Beth,
So sorry you were compelled to write this. I can only imagine that your dear sufferer is not cooperating in participating in research and trying suggested treatments.

I guess it's kind of like the spouse of an alchoholic realizing they can't go to AA for their spouse. But the spouse can go to their support groups. Likewise, you can continue to count on us for supporter love.

I think some people just enjoy  being sick---almost like an addiction to victimism. Or they are just to weak to fight it.

Hang in there Beth. I know you love him or you wouldn't care. Hopefully he will come to realize that what you're doing to improve his life is really to improve BOTH your lives. Maybe then he'll be more accepting.

Christy

Beth - I can only imagine how tough it will have been to write what you wrote.

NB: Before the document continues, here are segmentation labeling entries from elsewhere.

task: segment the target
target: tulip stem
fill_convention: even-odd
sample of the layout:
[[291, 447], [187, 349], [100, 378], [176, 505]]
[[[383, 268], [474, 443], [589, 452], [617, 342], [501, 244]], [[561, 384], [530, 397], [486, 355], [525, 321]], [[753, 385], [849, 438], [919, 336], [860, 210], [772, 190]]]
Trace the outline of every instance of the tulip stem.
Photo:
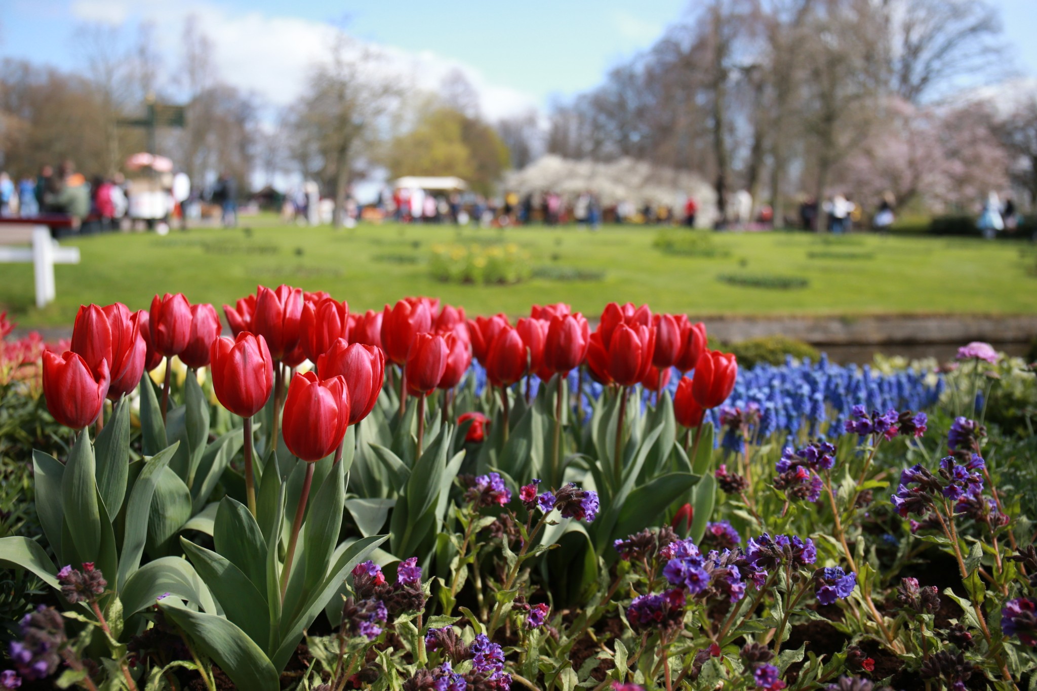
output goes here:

I also echo Joe and Christy's comments.

Bless your heart.  You are certainly in a bad spot. 

It's impossible to help someone who won't help themselves.

You've been a VERY proactive advocate for your CHer but you can't do it all.

Good luck, Sweetie....

I have not regretted the day I found you all!!!  I remember weeping, realizing that I was not crazy, wierd, alone, making excuses for my CHer, or afraid anymore.  That this thing was real and not just in our home!  I will keep learning, printing out information and putting it in "my" CH binder. One day he may pick that up first.  Get curious for himself, and find you!  This site is in our internet "favorites" too. 

I have always been the one to fill the medicine boxes for the week, but no more. He will have to do it.  This means he may not be continuing Batch'es regimen of D-3 and such, but....it remains to be seen. Don't know about any of you...but since he has been on that, his fingernails have stregthened, become smooth and glossy!  Our adult daughter asked him the other day why he was polishing his nails clear.  Ha ha! He said he wasn't and thinks it was one of the meds doing it.  I said "yep, probably the D-3" Dr. said that was probably right. He thinks he takes too many, but the Dr. did say that it wasn't hurting him anyway. I also had him taking Kudzu.  So, what happens if he doesn't continue it all....we will see. (Then I'll know if it really was helping) He does coffee, but wants no part of Red Bull or such either.  But, I still have the Opti-mask on stand-by...just in case. 

Thank you all for supporting ME! You have touched my life and you are all special people out there, fighting against this demon of a condition!!  I am an EMT and I have dealt with and seen a lot of things, but this one....well...you just sometimes feel helpless.  (Hence my nickname) Everyone phones me and asks me what they should do about this, or that....if I don't know, I suggest the Dr.! But with this...the Dr's don't even know what to do! (And I still don't feel qualified to help much. So I will direct anyone to you!)

You have done all that you can to this point.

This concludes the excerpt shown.